Criteo.MemCache – why we wrote yet another MemCache driver
Sometime ago we were using Enyim/Couchbase client to connect to our Memcached/couchbase cluster.
Since then, we developed our own MemCache client library at Criteo and it has been recently open sourced on GitHub ( http://bit.ly/15DE04z). This article will talk about this client, and the reason we created it.
#Why did we develop it?
There were times when we had huge issues on our Couchbase production clusters, and also on our web servers which connect to it. Good thing to know is that, the Memcached instance that runs couchbase has a limit to 10K incoming connections. Beyond this limit, the process just refuses the connection. When we reached this point, the client on the web server saw the node as dead. This led to a very unpredictable distribution of the keys inside the cluster, a redundancy of many values, a huge increase of used memory, and finally the apocalypse on our web applications. All of that because we added new web servers to handle this growing traffic. That is when we had to find another solution.

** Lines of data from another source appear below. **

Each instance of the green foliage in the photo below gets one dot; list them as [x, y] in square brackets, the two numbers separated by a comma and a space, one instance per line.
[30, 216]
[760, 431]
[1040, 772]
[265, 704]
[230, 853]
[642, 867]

So we tried to use moxi, and connect to only a few nodes in the cluster. This worked sometimes, but we soon understood that moxi is not very stable, triples the network bandwidth, and uses a huge amount of CPU.
We also wanted asynchronous API for our MemCache client library since we were using thread pools to handle synchronous requests, and we had a huge bunch of threads just spawned waiting on the network response. Since we wanted to replicate the data across our two data centers in the USA, we were dealing with 70ms ping links. We had huge bunch of sleeping threads to do that.
Then we had to prepare for the future, and we decided to experiment a new way to connect to Memcached.
#Our first prototype
To begin this experiment, we decided to test what kind of performance we could expect from a raw tcp socket over these high latency links. The first step was to send a huge batch of pre-computed requests, tweaking the socket parameters and to just drop the incoming responses. Actually, the only tweak was on tcp buffer size. The higher the latency, the bigger buffer you need. Since our dedicated links are pretty good, we didn’t see that many errors and there was almost no drawbacks to have big tcp buffers.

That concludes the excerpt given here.